Verfügt der Vorgesetzte über geeignete Führungseigenschaften, hält Kontakt zu seinen Mitarbeitern, sorgt für ein gutes Betriebsklima und steht demzufolge motivierten Mitarbeitern vor, so erübrigt sich ein Mitarbeitergespräch.
Verfügt der Vorgesetzte nur über unzureichende Führungseigenschaften, hält nur selten Kontakt zu seinen Mitarbeitern, nimmt dadurch negativen Einfluss auf das Betriebsklima und steht demzufolge unmotivierten Mitarbeitern vor, so wird durch ein Mitarbeitergespräch die negative Situation nur noch verstärkt.
Logisch:
Über das ganze Jahr gut geführte und hochmotivierte Mitarbeiter haben keinen Gesprächsbedarf.
Und Vorgesetzte, die unmotivierten und somit unzulänglich geführten Mitarbeitern vorstehen, sollten besser mit sich selbst zu Rate gehen, statt unnütze Gespräche zu führen.

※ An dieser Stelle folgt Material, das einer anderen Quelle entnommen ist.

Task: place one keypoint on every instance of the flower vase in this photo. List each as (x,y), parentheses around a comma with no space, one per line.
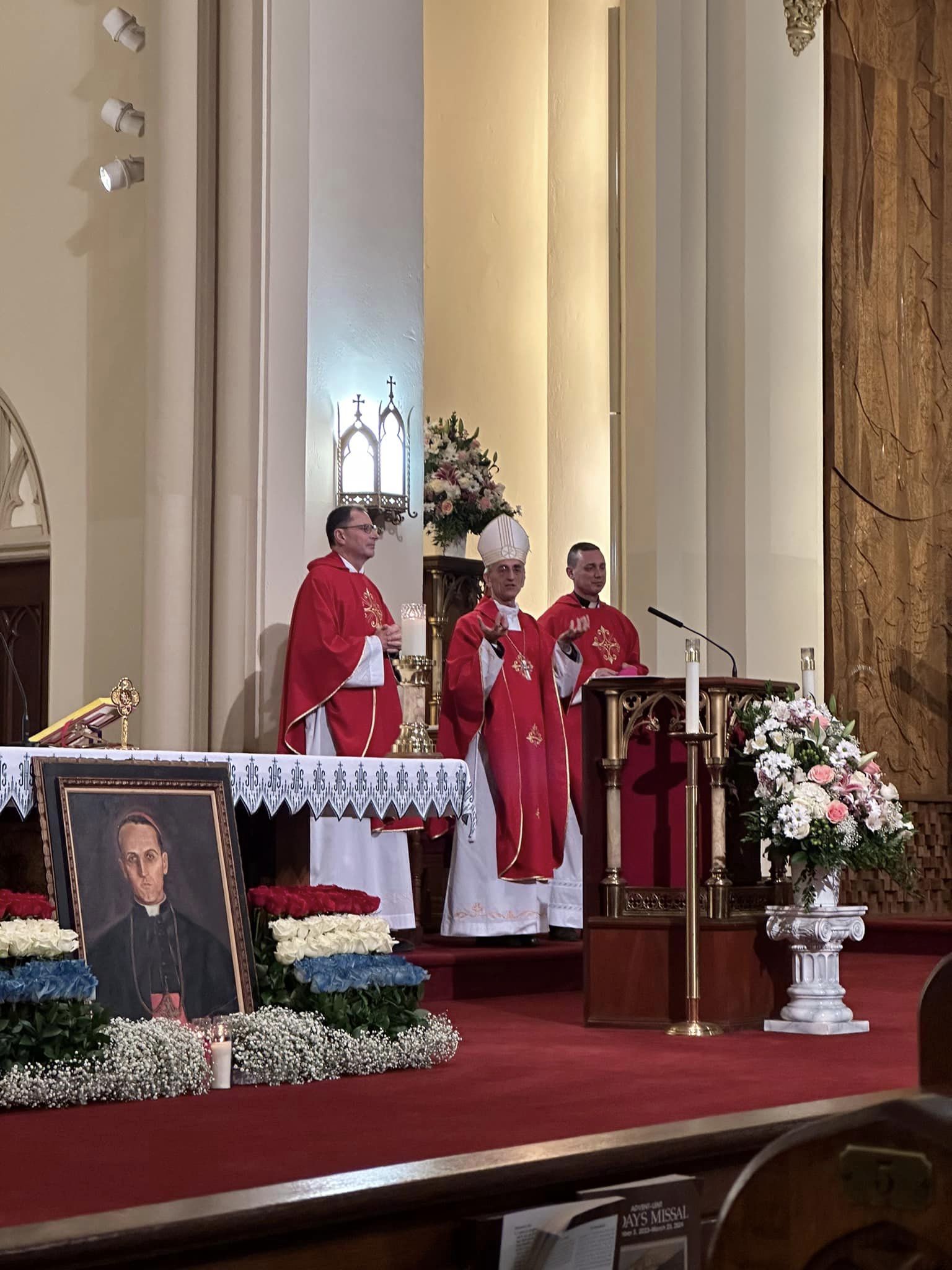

Mitarbeitergespräche belasten das Arbeitsklima
Nur äußerst selten sind Mitarbeiter anzutreffen, die voller Vorfreude ihr Mitarbeitergespräch herbeisehnen.
In der Regel sehen die Mitarbeiter dem turnusmäßigen Gespräch mit innerer Unruhe, Unsicherheit und einer wachsenden Beklommenheit entgegen, je näher der Gesprächstermin rückt.
Eine derartige Gemütslage schlägt auf die Stimmung, belastet das Arbeitsklima und demotiviert die Mitarbeiter.
Ein kurzer Blick auf die zwei zentralen Instrumente des Mitarbeitergesprächs reicht aus, um das Verhalten der Mitarbeiter plausibel zu machen:
Ein Auszug aus der Instrumentenkammer des
Mitarbeitergesprächs
Selten wurde der Wortsinn des Begriffs “Vereinbarung” so auf den Kopf gestellt wie bei der Zielvereinbarung.
Eigentlich meint der Begriff Vereinbarung, dass zwei Partner gemeinsam eine Übereinkunft / Verabredung treffen. Bei der Zielvereinbarung ist es jedoch meist so, dass der Vorgesetzte eine Anweisung gibt, dem der Mitarbeiter “freiwillig” zuzustimmen hat.
Mitarbeiterbeurteilung
Hier erhält der Mitarbeiter von seinem Vorgesetzten ein subjektives Zeugnis, das oftmals auch Eingang in die Personalakte findet.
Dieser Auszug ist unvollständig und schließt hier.